Thursday, August 8, 2013

Byzantine Emperors and Imagination

As I have had many occasions to note, interest in all things "Byzantine" (however anachronistic that label is) remains high. Another recent book contributes to our understanding of the history, imaginary, and imperial rule of the East-Roman Empire: Alicia Walker, The Emperor and the World: Exotic Elements and the Imaging of Middle Byzantine Imperial Power, Ninth to Thirteenth Centuries C.E. (Cambridge University Press, 2012), 288pp.

About this book the publisher tells us:
Byzantine imperial imagery is commonly perceived as a static system. In contrast to this common portrayal, this book draws attention to its openness and responsiveness to other artistic traditions. Through a close examination of significant objects and monuments created over a 350-year period, from the ninth to the thirteenth century, Alicia Walker shows how the visual articulation of Byzantine imperial power not only maintained a visual vocabulary inherited from Greco-Roman antiquity and the Judeo-Christian tradition, but also innovated on these artistic precedents by incorporating styles and forms from contemporary foreign cultures, specifically the Sasanian, Chinese, and Islamic worlds.
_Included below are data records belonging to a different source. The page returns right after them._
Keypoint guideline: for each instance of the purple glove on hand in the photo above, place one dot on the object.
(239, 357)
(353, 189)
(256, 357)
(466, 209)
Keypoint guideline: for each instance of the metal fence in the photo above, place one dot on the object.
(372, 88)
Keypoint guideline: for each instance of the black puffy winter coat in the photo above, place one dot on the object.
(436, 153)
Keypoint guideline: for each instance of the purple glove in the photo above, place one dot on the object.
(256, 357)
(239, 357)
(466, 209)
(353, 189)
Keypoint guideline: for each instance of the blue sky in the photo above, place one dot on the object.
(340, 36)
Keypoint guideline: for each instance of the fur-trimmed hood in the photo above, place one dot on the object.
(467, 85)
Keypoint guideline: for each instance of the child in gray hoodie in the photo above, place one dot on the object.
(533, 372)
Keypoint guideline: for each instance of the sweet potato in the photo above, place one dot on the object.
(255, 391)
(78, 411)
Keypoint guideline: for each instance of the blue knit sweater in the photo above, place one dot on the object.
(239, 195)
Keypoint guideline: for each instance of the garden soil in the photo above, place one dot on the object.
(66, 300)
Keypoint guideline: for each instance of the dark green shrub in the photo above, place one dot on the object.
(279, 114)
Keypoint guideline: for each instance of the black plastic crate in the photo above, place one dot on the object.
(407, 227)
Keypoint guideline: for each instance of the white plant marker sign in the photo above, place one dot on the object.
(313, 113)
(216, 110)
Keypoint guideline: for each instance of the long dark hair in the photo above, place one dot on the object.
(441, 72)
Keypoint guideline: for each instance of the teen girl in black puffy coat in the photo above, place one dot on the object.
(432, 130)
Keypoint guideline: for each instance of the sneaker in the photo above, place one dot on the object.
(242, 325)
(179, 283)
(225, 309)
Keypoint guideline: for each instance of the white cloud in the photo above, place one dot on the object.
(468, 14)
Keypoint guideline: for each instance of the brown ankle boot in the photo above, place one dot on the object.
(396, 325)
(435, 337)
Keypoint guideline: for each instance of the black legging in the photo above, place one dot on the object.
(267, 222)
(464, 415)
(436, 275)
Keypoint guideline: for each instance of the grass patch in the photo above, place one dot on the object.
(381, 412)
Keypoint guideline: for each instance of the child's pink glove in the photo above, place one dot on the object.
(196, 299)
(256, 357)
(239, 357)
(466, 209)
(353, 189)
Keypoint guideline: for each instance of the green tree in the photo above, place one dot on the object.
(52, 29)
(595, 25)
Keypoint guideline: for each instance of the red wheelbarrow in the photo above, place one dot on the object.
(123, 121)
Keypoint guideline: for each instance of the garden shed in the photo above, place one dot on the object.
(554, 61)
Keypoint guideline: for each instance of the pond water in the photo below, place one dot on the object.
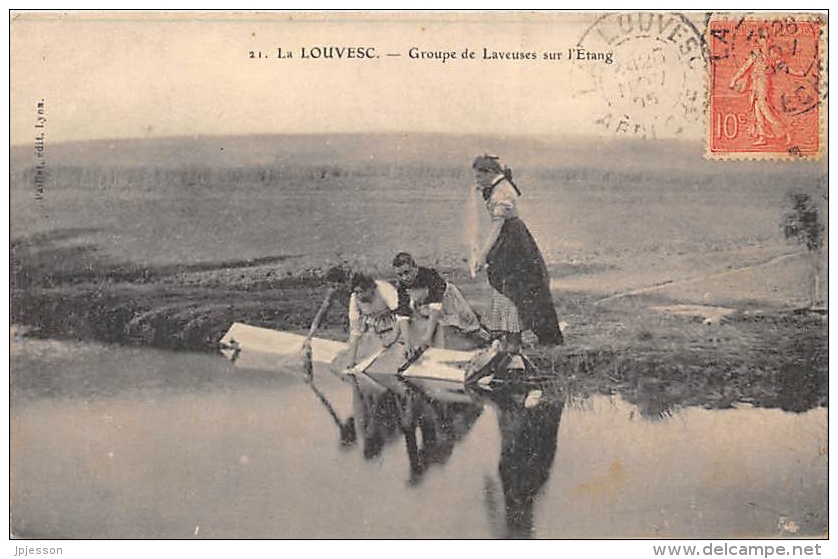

In addition to art and architecture, this book explores historical accounts and literary works as well as records of ceremonial practices, thereby demonstrating how texts, ritual, and images operated as integrated agents of imperial power. Walker offers new ways to think about cross-cultural interaction in the Middle Ages and explores the diverse ways in which imperial images employed foreign elements in order to express particularly Byzantine meanings.